In the short run, the issuers of securitised paper also stand to benefit from the provident funds' entry. The growth of the rated securitised paper, which provides an additional source of funding for the originator besides resulting in efficient use of capital and greater cycling of funds in the economy, has been stunted because of lack of long-term investors. This has kept other short-term investors away because of the lack of any exit routes. The entry of provident funds into rated instruments together with a parallel entry of well capitalised players like the National Housing Bank as an issuer of mortgage-backed securities, should see this segment boom.

 

In the long run it is the infrastructure projects which will gain. In developed countries, such contractual savings institutions are among the primary investors in such projects; their long-term liability profile makes infrastructure bonds of upto 20 years ideally matched assets. Besides, once a commercial infrastructure project is operational, the risks are minimal as toll roads, airports and train tracks provide stable revenues, uninterrupted by the business cycles that affect a majority of other industries. Indeed, the expert group on commercialisation of infrastructure projects set up as part of the Rakesh Mohan committee recommended that one of the main reforms necessary for funding infrastructure was to reduce the pre-emption of funds from the contractual savings institutions like provident funds.
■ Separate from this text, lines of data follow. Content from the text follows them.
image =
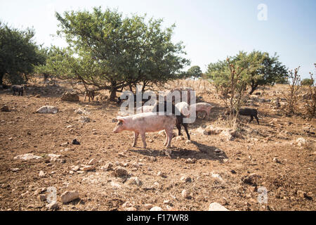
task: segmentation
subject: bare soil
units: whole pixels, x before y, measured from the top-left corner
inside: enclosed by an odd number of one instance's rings
[[[315,130],[315,119],[284,117],[270,103],[256,102],[260,125],[255,120],[248,124],[249,118],[240,116],[241,126],[233,141],[219,134],[203,135],[196,131],[201,126],[225,125],[223,103],[204,86],[198,95],[213,104],[213,110],[208,119],[189,124],[191,143],[186,143],[184,130],[184,140],[173,139],[169,157],[163,147],[165,137],[158,133],[147,134],[147,149],[141,141],[131,147],[132,132],[114,134],[112,119],[119,110],[117,104],[84,102],[83,95],[79,102],[62,101],[66,83],[30,86],[33,92],[27,91],[23,96],[0,91],[0,107],[7,105],[10,109],[0,112],[1,210],[48,210],[37,190],[50,186],[57,189],[58,210],[126,210],[129,207],[148,210],[145,204],[165,210],[207,210],[213,202],[230,210],[316,210],[316,136],[304,131],[306,127]],[[272,99],[281,88],[261,91],[258,98]],[[59,112],[34,113],[45,105],[58,107]],[[79,120],[82,115],[74,110],[79,108],[90,112],[84,115],[90,122]],[[308,143],[298,146],[298,138]],[[81,144],[72,145],[74,139]],[[42,158],[13,159],[26,153]],[[51,153],[61,155],[65,162],[50,162]],[[96,160],[94,170],[70,172],[91,159]],[[129,176],[116,177],[113,171],[101,169],[108,162],[114,169],[126,169]],[[39,175],[40,171],[44,176]],[[254,173],[255,180],[246,182],[244,178]],[[191,182],[182,181],[183,176],[190,176]],[[137,176],[142,184],[129,182],[131,176]],[[260,186],[268,191],[267,204],[258,200]],[[181,195],[184,189],[187,198]],[[79,198],[62,203],[62,193],[72,190],[79,191]]]

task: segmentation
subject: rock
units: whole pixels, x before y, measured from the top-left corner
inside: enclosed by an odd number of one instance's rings
[[[182,141],[184,140],[184,136],[183,135],[180,135],[180,136],[177,136],[175,139],[175,141]]]
[[[62,94],[61,100],[67,101],[79,101],[79,97],[76,92],[66,91]]]
[[[213,202],[209,205],[209,211],[229,211],[229,210],[219,203]]]
[[[129,172],[124,168],[119,167],[115,169],[114,172],[114,176],[127,176],[129,175]]]
[[[165,205],[169,205],[171,202],[171,201],[170,200],[165,200],[164,201],[164,204]]]
[[[192,179],[190,176],[181,176],[181,178],[180,179],[180,180],[183,182],[185,183],[191,183],[192,182]]]
[[[72,168],[72,170],[73,171],[78,171],[79,169],[79,166],[73,166],[73,167]]]
[[[10,112],[10,109],[7,105],[4,105],[1,108],[1,112]]]
[[[47,155],[49,158],[51,158],[51,159],[49,160],[49,161],[51,162],[61,162],[61,163],[65,162],[65,160],[60,158],[62,157],[61,155],[48,154]]]
[[[209,135],[210,134],[206,130],[205,130],[204,129],[203,129],[202,127],[197,128],[195,130],[195,131],[197,131],[197,133],[199,133],[201,134],[203,134],[203,135]]]
[[[58,108],[55,106],[45,105],[42,106],[37,110],[37,113],[53,113],[58,112]]]
[[[296,142],[296,144],[300,147],[302,147],[306,144],[306,140],[304,139],[303,138],[297,139]]]
[[[60,146],[61,146],[61,147],[65,147],[65,146],[67,146],[68,144],[69,144],[68,142],[65,142],[65,143],[61,143],[61,144],[60,144]]]
[[[25,161],[30,160],[39,160],[41,159],[41,156],[37,156],[33,155],[33,153],[27,153],[24,155],[19,155],[13,158],[14,160],[22,160]]]
[[[89,162],[88,162],[88,165],[91,165],[96,164],[96,162],[97,162],[97,160],[96,159],[92,159],[89,161]]]
[[[40,171],[39,172],[39,177],[44,177],[45,176],[45,173],[44,172],[44,171]]]
[[[214,152],[216,153],[218,153],[218,154],[223,153],[223,150],[221,150],[219,149],[219,148],[216,148],[216,149],[214,150]]]
[[[273,162],[276,163],[281,163],[281,162],[275,157],[273,158]]]
[[[58,204],[57,203],[56,201],[53,201],[51,203],[47,204],[46,207],[50,210],[54,210],[58,208]]]
[[[62,203],[67,203],[77,199],[79,198],[79,193],[78,191],[67,191],[61,195],[60,198]]]
[[[166,135],[166,132],[164,131],[164,130],[160,131],[158,132],[158,134],[160,136],[165,136]]]
[[[205,131],[209,134],[220,134],[220,132],[223,131],[223,129],[219,127],[213,127],[213,126],[209,125],[205,128]]]
[[[191,158],[188,158],[185,160],[185,163],[188,163],[188,164],[193,164],[197,162],[197,159],[191,159]]]
[[[235,134],[233,130],[224,130],[220,133],[220,136],[225,138],[227,141],[234,141],[235,136],[232,134]]]
[[[79,120],[81,122],[90,122],[90,118],[85,116],[81,116],[79,117]]]
[[[80,168],[80,170],[83,170],[83,171],[86,171],[86,172],[93,171],[95,169],[96,169],[95,167],[93,167],[92,165],[87,165],[87,166],[84,166],[84,167]]]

Naturally, more freedom will mean that the persons who manage a corpus of about Rs 60,000 crore will have to acquire more skills in managing investments; skills that ensure higher returns without taking any high risks. Here the finance ministry's move to turn the job of managing this corpus to professional fund managers is welcome. The government, however, has to ensure that there are ways of closely monitoring the use of these funds in the hands of professional fund managers. The experience of the mutual fund industry in India has shown that professional fund managers are not entirely to be trusted in their exercising of objectivity. Besides, episodes like that of Robert Maxwell, where the late owner of the UK's Daily Mirror group used his employees' provident funds to prop up other businesses, show that more freedom in investment policies also leaves more scope for manipulation of these funds. These are dangers that the government has to safeguard against.